The Department of Justice, in the last year, has altered its guidance related to supplemental environmental projects (SEPs), first prohibiting their use in settlements with state and local governments, then extending that prohibition to settlements with private parties. The Department of Justice is now targeting settlements that include similar projects agreed to by two private parties.
Under prior guidance, parties settling with the United States could undertake SEPs, which are community-benefiting projects that relate in some way to the environmental harm caused by the settling party. Such projects previously served to reduce penalty payments and provided settling parties with flexibility in reaching an agreement.
Sierra Club and DTE are parties to a consent decree with DOJ. The consent decree requires DTE to pay a penalty amount and undertake pollution-reducing projects at its coal-fired power plants. DOJ moved to enter that consent decree earlier this year. In June, Sierra Club moved to enter – or have notice taken by the court if approval is not required – a separate agreement between Sierra Club and DTE. That agreement commits DTE to fund $2 million worth of community-based environmental projects in the area, carry out an energy efficiency and reduction project, undertake certain measures related to a bus replacement project required under the consent decree, and retire certain power plants. Sierra Club argues that this is a separate agreement – which releases DTE from claims made by Sierra Club – that does not require court approval.

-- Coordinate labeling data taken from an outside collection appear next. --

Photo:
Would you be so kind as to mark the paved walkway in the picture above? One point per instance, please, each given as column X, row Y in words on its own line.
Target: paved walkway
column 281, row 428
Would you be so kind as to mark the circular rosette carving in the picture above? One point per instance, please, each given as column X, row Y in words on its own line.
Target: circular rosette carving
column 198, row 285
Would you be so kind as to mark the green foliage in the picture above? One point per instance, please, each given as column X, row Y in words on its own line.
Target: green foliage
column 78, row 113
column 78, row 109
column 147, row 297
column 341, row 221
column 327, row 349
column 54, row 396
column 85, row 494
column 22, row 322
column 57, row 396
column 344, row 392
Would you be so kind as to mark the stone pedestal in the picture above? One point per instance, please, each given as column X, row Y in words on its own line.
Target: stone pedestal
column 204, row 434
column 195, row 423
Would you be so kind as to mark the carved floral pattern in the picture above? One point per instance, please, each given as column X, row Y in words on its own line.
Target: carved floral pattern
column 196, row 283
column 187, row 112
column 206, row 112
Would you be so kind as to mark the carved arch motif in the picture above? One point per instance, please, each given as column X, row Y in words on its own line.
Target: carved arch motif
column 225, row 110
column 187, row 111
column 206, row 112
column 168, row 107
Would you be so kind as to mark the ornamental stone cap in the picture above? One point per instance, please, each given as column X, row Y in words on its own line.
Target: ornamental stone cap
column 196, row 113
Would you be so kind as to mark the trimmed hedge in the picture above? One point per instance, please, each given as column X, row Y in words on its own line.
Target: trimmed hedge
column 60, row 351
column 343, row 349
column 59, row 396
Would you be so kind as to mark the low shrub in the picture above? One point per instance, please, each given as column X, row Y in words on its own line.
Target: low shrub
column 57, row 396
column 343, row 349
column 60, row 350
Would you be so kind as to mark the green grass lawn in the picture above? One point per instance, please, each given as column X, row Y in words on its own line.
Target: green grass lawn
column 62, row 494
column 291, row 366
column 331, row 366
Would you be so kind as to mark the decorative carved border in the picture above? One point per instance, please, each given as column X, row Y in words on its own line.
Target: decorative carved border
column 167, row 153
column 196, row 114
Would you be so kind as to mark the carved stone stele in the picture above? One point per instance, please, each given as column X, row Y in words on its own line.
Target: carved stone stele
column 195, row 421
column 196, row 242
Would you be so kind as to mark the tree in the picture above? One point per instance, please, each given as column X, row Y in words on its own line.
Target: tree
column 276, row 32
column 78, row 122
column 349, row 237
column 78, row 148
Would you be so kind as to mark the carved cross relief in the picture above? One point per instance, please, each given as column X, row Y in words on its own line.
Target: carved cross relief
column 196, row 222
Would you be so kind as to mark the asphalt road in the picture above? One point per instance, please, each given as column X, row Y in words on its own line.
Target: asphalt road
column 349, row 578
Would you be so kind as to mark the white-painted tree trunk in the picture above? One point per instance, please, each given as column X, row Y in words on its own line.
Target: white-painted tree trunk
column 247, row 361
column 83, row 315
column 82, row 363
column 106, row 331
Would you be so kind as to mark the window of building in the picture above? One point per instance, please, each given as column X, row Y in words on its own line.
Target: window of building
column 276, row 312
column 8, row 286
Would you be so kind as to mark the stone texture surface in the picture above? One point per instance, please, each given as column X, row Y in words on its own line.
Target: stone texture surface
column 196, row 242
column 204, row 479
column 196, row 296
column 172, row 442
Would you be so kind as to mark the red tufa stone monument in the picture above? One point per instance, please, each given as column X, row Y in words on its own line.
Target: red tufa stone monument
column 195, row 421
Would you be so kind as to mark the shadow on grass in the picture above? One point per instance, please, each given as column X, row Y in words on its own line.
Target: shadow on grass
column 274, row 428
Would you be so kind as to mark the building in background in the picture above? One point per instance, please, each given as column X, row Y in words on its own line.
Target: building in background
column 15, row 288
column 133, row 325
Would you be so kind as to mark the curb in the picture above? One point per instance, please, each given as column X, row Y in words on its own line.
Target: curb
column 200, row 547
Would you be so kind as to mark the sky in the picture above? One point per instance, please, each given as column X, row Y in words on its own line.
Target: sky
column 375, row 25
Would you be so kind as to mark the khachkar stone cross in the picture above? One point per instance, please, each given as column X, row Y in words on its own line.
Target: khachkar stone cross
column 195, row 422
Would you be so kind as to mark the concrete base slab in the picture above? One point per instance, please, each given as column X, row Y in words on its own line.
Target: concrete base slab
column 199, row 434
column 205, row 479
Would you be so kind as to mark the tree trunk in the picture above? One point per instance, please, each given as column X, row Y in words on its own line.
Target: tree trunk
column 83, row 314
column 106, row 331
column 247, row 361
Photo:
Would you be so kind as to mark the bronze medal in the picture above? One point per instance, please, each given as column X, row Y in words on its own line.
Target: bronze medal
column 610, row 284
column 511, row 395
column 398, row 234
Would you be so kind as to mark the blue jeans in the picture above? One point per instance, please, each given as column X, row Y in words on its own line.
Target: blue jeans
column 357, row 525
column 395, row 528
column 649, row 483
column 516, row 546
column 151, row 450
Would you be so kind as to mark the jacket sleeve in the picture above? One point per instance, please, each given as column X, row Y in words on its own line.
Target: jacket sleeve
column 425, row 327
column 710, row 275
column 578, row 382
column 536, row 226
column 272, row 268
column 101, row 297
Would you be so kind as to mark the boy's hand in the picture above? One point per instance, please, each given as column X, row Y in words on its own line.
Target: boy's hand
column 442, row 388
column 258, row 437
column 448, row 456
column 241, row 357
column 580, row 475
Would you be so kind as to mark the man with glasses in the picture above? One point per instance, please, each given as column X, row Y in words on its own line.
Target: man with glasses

DOJ objects to this separate agreement, arguing that (1) judicial review of the separate agreement is required; (2) Sierra Club may not second guess the United States’ enforcement discretion; (3) mitigation relief is limited to a narrow exception under the Clean Air Act, which is not satisfied in this agreement; and (4) the mitigation relief is really a penalty, and because that money is not deposited into the Treasury it violates the Miscellaneous Receipts Act. That last argument underpins DOJ’s reasoning for its recent prohibition of SEPs. In addition, DOJ argues that Sierra Club lacks standing to obtain this additional relief because Sierra Club has not demonstrated how these projects will remedy harms caused by DTE’s air pollution.
DOJ’s recent guidance has made clear that it will not allow any SEPs in settlements in which the United States is a party. Its actions here demonstrate that it will work to ensure that citizen plaintiffs are unable to extract such relief in other ways. Whether the court agrees with DOJ remains to be seen.